Public Funds for Private Institutions

Vouchers defund public schools in two ways. First, they use state public education funds for private institutions. Second, they decrease public school enrollment. This results in a decrease in funding to school districts because state dollars for public schools are based on enrollment. This year, the Georgia General Assembly budgeted $141 million in public funds for the state’s latest voucher program, the Georgia Promise Scholarship (GPS). These funds help eligible students and families pay for private school tuition through $6,500 vouchers. In the first three weeks, the Georgia Student Finance Commission received over 7,400 applications and will potentially fund over 21,000 vouchers to eligible students. There are over 1.7 million students in the state of Georgia.

The GPS is one of three voucher programs and diverts 1% of QBE funds ($141 million) to private schools. Vouchers like GPS make it difficult for schools to handle more fixed costs (operation and maintenance, interest on debt, payments to state and local governments), as school enrollments decline. In 2008-2021, a total of $1.3 billion was diverted by Georgia’s voucher programs even while Georgia underfunded the QBE formula during 20032018.

The impact of vouchers can also be roughly measured through “fiscal externality,” a measure of how much per pupil funds are reduced because of an enrollment drop.

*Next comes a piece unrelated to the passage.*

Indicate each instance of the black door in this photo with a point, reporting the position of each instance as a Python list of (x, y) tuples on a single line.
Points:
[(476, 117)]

In the first year of GPS, assuming that about 20% of students who obtain a GPS voucher are public school students who leave to attend private schools, school districts will have to spend between $12 and $61 more per each student who remains to continue to maintain the same level of services, like classroom instruction, that public school students received before voucher students left. Averaged across all Georgia students, the GPS could cost $30 more per student to maintain the same level of services.

Tax Caps Limit School Funding

In Georgia, local boards of education are authorized to impose a tax of at least five dollars on every $1,000 of taxable property value. This is known Local Five Mill Share — and is the required local effort to support local public schools. Local property taxes account for approximately 37% of total public school funding in Georgia in FY 2022. That funding will likely be reduced by a recent statewide property tax policy, HB 581, that caps the annual assessment increase for property taxes at the rate of inflation. For example, if inflation is 2%, the maximum increase in a home’s assessed value would also be 2%. In Georgia, homeowners pay property taxes based on their home’s value, which is determined by their county assessor. School districts can opt out of this property tax cap which would allow districts leaders to have more flexibility and local control to levy additional taxes for public school funding. Many large school districts have opted out, as of March 1, approximately 120 school systems have taken this action. After the passage of HB 92, school districts will have until March 1, 2030, to confirm their decision to cap property taxes.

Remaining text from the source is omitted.